Budget WordPress hosting can have a lot of appeal, but it usually won't deliver the features, performance or reliability that high traffic sites need. If you're the demanding type, opting for a premium hosting plan will give you much better results.
Bluehost has created its own VPS-based architecture to deliver optimum WordPress performance via NGINX, a custom PHP-FPM setup and intelligently allocated resources through KVM hypervisor. (If you're not a hosting geek, this just means Bluehost has taken the time to optimize the low-level setup of its platform for WordPress, rather than simply making do with a standard configuration.)
The company doesn't waste time by pretending to offer ‘unlimited’ resources, and instead tells you exactly what you're going to get. For the WP Standard plan, this means 30GB storage, 1TB bandwidth, and key resources – 2GB RAM, two CPU cores – which are allocated to you, and not shared with anyone else.

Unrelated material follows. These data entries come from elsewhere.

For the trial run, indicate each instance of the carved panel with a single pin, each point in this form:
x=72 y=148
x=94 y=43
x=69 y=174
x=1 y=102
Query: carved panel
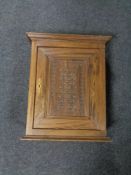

Premium features include SiteLock Pro to keep your website malware-free, SiteLock CDN to optimize performance, a dedicated IP, and the ability to manage multiple sites with the excellent ManageWP.
This isn't cheap, with even the baseline Standard plan costing $19.99 (£14.30) a month for the initial term, rising to $39.99 (£28.60) afterwards. But you are getting a lot for your money, and if you're more interested in power than price, Bluehost has even more available.
The top-of-the-range Ultimate plan, for instance, gives you four CPU cores, 8GB RAM, 240GB storage and a monster 4TB bandwidth. SiteLock Enterprise handles all your security and CDN needs, and there's a wildcard SSL thrown in. Ultimate costs $49.99 (£35.70) a month initially, $129.99 (£93) after that, but that's a fair price for this spec, and Bluehost offers a 30-day money-back guarantee if you feel the service doesn't deliver.